What Was That Shaking?
Also in local news: Breton Woods avoids development.
For the second time this month, residents along the Jersey Shore reported an unexplainable shaking and rumbling in the ground. Two weeks ago — on January 13th — residents from Cape May to Manahawkin reported similar rumblings in the ground. At the time, media reports said a supersonic military airplane might have been the cause of the rumbling. This week, a U.S. Naval air station based in St. Mary’s County, Maryland announced it would be conducting test events that could generate noise but residents say yesterday’s noises came from the ground and not the sky.
Looks like that Breton Woods land in Brick may have been saved from development. 32 acres owned by the Catholic Church on Mantoloking Road had been sold off to a developer, but residents in the area weren’t having it. Under the agreement, the developer accepted an eight-and-a-half million dollar offer from Brick Township and Ocean County. Final approval by the Board of Commissioners will follow a public hearing on the plan March first.
That Save Barnegat Bay public meeting on the topic of the deal to turn the Ciba-Geigy land into a public nature preserve happened yesterday. Residents have told the state’s Department of Environmental Protection they want more input and greater transparency in the Toms River Superfund site plan. It’s now the state’s turn to respond. The group Save Barnegat Bay was also involved in the successful fight to preserve Breton Woods.

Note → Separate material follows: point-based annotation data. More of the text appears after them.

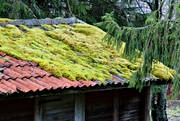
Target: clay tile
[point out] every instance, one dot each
(48, 81)
(2, 61)
(9, 90)
(21, 71)
(39, 87)
(3, 90)
(12, 73)
(45, 85)
(20, 86)
(2, 54)
(7, 83)
(25, 83)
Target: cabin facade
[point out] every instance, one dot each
(103, 105)
(85, 78)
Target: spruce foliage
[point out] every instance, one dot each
(159, 42)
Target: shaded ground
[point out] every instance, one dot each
(173, 110)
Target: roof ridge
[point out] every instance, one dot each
(46, 21)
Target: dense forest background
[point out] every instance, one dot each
(129, 13)
(126, 12)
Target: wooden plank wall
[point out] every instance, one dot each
(99, 106)
(132, 105)
(17, 110)
(119, 105)
(59, 108)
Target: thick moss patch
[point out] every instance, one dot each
(74, 52)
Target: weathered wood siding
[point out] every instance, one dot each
(131, 105)
(17, 110)
(102, 106)
(99, 106)
(59, 108)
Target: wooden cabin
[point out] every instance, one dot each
(31, 92)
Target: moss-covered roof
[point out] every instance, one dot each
(72, 51)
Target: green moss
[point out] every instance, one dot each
(76, 52)
(4, 20)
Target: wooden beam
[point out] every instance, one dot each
(147, 104)
(116, 107)
(79, 107)
(37, 111)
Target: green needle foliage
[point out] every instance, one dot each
(155, 43)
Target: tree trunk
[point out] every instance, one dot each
(158, 104)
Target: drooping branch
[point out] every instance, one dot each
(159, 42)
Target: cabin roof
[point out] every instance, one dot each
(62, 53)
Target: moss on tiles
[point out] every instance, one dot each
(4, 20)
(76, 52)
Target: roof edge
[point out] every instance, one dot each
(47, 21)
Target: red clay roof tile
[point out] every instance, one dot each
(23, 76)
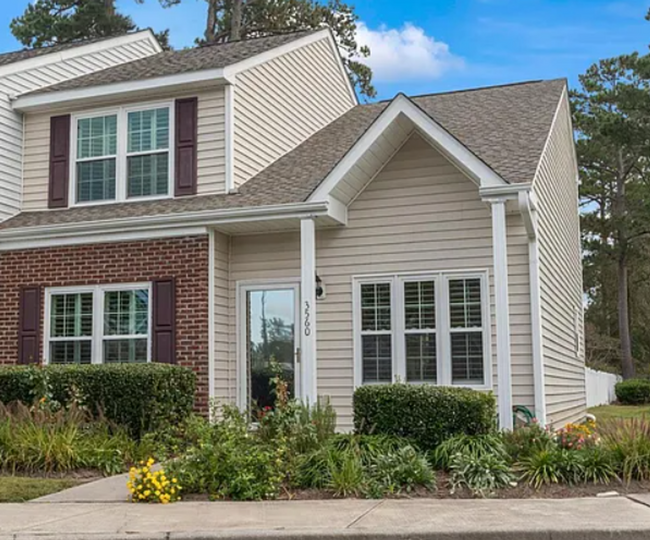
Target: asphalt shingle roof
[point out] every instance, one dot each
(505, 126)
(175, 62)
(26, 54)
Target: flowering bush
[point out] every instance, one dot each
(147, 485)
(577, 436)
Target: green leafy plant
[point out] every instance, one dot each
(633, 391)
(140, 397)
(628, 441)
(41, 440)
(597, 466)
(469, 445)
(481, 473)
(230, 462)
(527, 440)
(426, 414)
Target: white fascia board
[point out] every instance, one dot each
(80, 50)
(442, 139)
(157, 226)
(30, 102)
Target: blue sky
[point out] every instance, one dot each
(423, 46)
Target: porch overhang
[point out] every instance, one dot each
(245, 220)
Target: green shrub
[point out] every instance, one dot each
(481, 473)
(633, 391)
(366, 465)
(140, 397)
(229, 462)
(469, 445)
(628, 441)
(41, 440)
(426, 414)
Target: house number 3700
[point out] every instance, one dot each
(307, 319)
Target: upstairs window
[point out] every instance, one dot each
(423, 329)
(123, 154)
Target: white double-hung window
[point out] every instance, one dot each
(98, 324)
(431, 328)
(122, 154)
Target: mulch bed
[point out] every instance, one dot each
(442, 491)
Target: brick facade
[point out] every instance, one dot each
(185, 259)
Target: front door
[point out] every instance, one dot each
(270, 341)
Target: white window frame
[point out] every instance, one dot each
(121, 179)
(442, 330)
(98, 336)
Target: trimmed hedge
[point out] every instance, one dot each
(140, 397)
(633, 391)
(426, 414)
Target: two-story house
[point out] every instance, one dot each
(231, 206)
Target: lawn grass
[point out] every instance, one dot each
(608, 412)
(21, 488)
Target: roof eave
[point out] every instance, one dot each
(52, 100)
(162, 225)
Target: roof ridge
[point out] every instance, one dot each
(277, 34)
(73, 42)
(476, 89)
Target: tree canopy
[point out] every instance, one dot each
(611, 112)
(268, 17)
(50, 22)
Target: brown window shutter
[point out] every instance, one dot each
(186, 142)
(164, 321)
(30, 325)
(59, 161)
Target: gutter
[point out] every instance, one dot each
(196, 222)
(527, 208)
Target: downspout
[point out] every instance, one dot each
(526, 200)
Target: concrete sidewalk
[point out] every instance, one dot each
(425, 519)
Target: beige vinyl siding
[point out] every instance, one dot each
(282, 102)
(11, 122)
(561, 274)
(420, 214)
(210, 151)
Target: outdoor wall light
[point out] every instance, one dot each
(320, 288)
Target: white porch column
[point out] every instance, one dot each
(500, 255)
(308, 309)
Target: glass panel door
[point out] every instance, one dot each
(270, 338)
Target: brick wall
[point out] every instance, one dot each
(186, 259)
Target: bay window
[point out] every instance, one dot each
(422, 329)
(98, 324)
(123, 154)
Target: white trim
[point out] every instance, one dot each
(549, 134)
(229, 97)
(241, 288)
(97, 338)
(80, 50)
(307, 313)
(108, 236)
(217, 76)
(446, 143)
(443, 333)
(122, 154)
(211, 317)
(504, 368)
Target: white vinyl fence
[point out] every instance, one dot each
(600, 387)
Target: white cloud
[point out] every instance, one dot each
(405, 54)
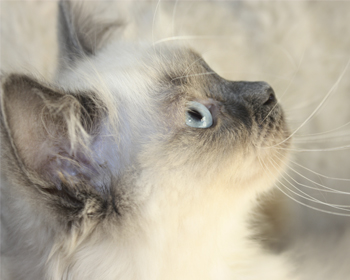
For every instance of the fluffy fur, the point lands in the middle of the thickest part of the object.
(101, 177)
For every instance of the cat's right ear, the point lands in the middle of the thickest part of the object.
(80, 32)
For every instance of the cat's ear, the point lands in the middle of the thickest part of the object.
(52, 134)
(81, 33)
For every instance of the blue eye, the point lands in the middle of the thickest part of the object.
(198, 115)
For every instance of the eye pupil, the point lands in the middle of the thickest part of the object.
(198, 116)
(195, 115)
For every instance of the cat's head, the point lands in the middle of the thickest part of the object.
(125, 118)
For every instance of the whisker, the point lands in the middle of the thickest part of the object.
(320, 104)
(299, 202)
(321, 175)
(307, 196)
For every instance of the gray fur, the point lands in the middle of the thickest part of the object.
(104, 180)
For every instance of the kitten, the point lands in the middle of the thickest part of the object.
(138, 162)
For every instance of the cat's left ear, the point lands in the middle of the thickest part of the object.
(80, 32)
(54, 136)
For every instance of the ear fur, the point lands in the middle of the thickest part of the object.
(80, 33)
(51, 132)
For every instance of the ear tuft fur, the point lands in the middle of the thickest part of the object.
(52, 132)
(80, 33)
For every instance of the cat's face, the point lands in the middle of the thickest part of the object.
(158, 114)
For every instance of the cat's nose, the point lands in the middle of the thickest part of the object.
(260, 94)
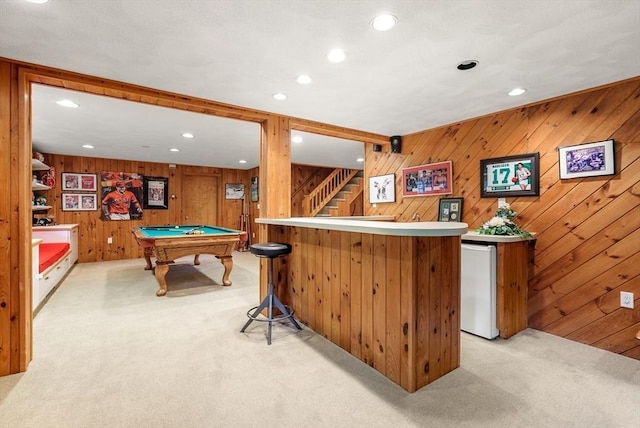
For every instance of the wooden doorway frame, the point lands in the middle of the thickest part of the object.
(16, 79)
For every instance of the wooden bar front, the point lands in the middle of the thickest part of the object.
(391, 301)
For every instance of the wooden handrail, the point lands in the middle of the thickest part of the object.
(321, 195)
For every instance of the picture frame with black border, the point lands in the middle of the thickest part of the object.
(156, 193)
(79, 202)
(450, 209)
(587, 160)
(80, 182)
(382, 188)
(508, 176)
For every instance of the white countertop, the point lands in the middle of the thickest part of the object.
(425, 228)
(56, 227)
(475, 236)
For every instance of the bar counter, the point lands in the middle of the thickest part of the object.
(387, 292)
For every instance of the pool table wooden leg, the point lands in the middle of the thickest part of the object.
(227, 262)
(161, 272)
(148, 252)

An Ocean County high school student’s research in the protection of honeybees has caught the attention of the national news media. Toms River High School North junior Kaitlyn Culbert has been studying how to reverse the decline of honey bee colonies nationwide in recent years. She says a species of mite is the greatest factor in the decline of the colonies. Her work won last year’s Governor’s Environmental Excellence Award and she has been interviewed on CBS.
New Jersey health officials have received 80-and-a-half million dollars from the CDC to strengthen the state’s healthcare workforce and update their data systems. State Health Commissioner Judith Persichilli says the grant is a chance for New Jersey to strengthen its public health infrastructure and improve the training of its healthcare workforce. The beginning of the pandemic proved that decades in health department cuts left people vulnerable.